No mundo actual, em que os dados estatísticos estão omnipresentes, coexistem duas visões acerca da ciência que os produz: para alguns, ela não passa de “um jogo pejado de trapaceiros e vigaristas”, cujas artimanhas importa desmascarar; todavia, para outros, é uma ferramenta que pode salvar vidas, quando utilizada de forma honesta e apropriada.
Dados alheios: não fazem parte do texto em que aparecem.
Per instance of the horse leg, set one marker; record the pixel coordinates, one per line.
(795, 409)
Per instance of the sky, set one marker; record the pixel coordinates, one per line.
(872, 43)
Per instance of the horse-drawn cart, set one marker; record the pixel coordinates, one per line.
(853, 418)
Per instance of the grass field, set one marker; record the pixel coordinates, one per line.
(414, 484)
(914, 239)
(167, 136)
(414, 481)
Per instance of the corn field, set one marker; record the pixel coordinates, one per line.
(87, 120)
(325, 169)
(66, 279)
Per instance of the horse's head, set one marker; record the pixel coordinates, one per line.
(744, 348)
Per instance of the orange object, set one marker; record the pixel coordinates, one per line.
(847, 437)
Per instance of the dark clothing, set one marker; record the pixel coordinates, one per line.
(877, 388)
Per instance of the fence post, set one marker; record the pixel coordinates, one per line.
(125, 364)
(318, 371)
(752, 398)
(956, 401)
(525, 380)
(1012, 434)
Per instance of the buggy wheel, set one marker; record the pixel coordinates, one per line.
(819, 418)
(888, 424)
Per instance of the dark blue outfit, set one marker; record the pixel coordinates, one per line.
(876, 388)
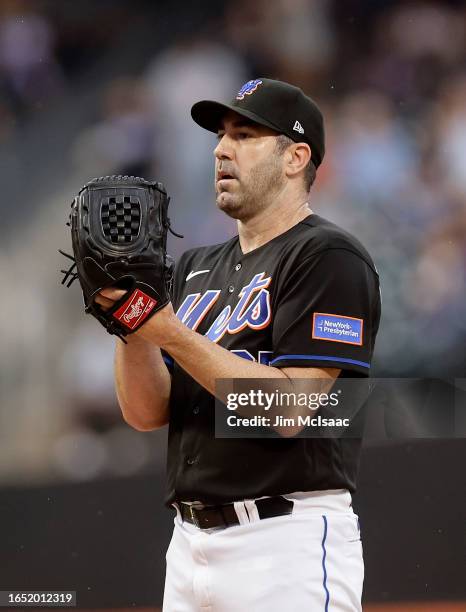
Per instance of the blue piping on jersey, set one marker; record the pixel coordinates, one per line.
(364, 364)
(324, 556)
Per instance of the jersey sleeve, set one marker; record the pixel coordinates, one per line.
(326, 313)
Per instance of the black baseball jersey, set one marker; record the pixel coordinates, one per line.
(310, 298)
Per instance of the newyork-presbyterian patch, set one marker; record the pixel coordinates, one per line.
(337, 328)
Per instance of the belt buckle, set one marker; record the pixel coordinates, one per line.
(194, 517)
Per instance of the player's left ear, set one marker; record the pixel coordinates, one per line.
(297, 159)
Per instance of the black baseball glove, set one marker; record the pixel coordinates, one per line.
(119, 228)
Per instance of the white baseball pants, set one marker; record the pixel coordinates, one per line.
(310, 560)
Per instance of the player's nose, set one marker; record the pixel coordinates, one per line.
(223, 150)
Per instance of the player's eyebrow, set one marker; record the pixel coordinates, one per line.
(238, 123)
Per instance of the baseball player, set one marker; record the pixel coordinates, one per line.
(261, 524)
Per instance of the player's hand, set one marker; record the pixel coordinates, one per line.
(108, 296)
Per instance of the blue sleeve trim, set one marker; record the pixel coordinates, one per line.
(364, 364)
(324, 557)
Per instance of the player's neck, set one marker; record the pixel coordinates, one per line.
(271, 222)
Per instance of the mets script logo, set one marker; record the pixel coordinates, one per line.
(252, 310)
(248, 88)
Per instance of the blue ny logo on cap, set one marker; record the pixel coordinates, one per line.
(248, 88)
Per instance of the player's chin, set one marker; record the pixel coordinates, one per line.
(228, 204)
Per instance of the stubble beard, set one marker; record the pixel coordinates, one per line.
(255, 193)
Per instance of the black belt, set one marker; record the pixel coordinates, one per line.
(225, 515)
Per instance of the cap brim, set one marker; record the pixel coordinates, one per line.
(209, 114)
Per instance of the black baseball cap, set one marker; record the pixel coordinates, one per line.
(275, 104)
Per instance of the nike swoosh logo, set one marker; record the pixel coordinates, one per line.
(193, 274)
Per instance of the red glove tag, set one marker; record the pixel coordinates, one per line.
(136, 308)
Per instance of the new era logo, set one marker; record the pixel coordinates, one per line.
(298, 127)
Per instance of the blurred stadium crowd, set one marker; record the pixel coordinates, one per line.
(390, 77)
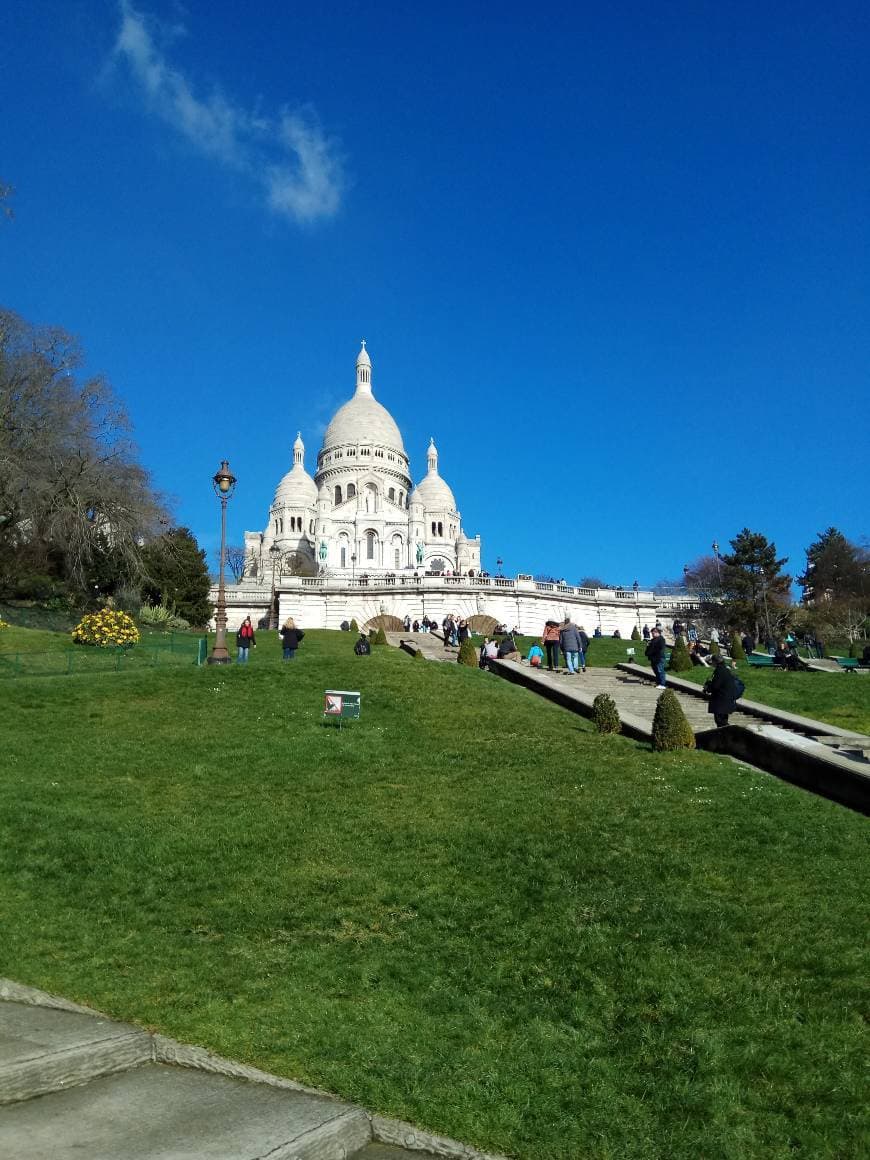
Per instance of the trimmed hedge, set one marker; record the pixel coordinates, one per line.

Tim Harford, autor de “O que os Números Escondem” (Objectiva, 2020), assume enquadrar-se nesta segunda visão e demonstra, numa linguagem rigorosa – mas clara e bem-humorada -, como a estatística pode mudar o mundo para melhor, apresentando ao leitor “dez regras para aprender a decifrar informação e compreender melhor o mundo”, bem como uma “regra de ouro” adicional, que é um fio condutor de todas as outras.
Harford, sendo um economista conceituado, que colabora com diversas publicações periódicas e participa em programas de rádio e televisão, tendo já recebido vários prémios na área do jornalismo económico, não nega a difusão de falsidades disfarçadas de dados estatísticos. Pelo contrário, aponta uma série de situações criticáveis, inclusivamente no meio académico, e explica o que deve ser feito para evitá-las, ou detectá-las e combatê-las, desde enviesamentos humanos na recolha de dados, até à manipulação de gráficos, passando pela confiança excessiva nos computadores, a qual pode ser desastrosa porque “se mostrarmos uma amostra falseada do mundo aos algoritmos, eles chegarão a uma conclusão falseada”.
No entanto, como reza um aforismo popular entre os profissionais da área, “é fácil mentir com a estatística, mas é ainda mais fácil mentir sem ela”. Isto é atestado pelas tentativas, por parte de algumas forças governamentais denunciadas pelo autor, de distorcer, desacreditar ou suprimir a produção de dados estatísticos profissionais e imparciais.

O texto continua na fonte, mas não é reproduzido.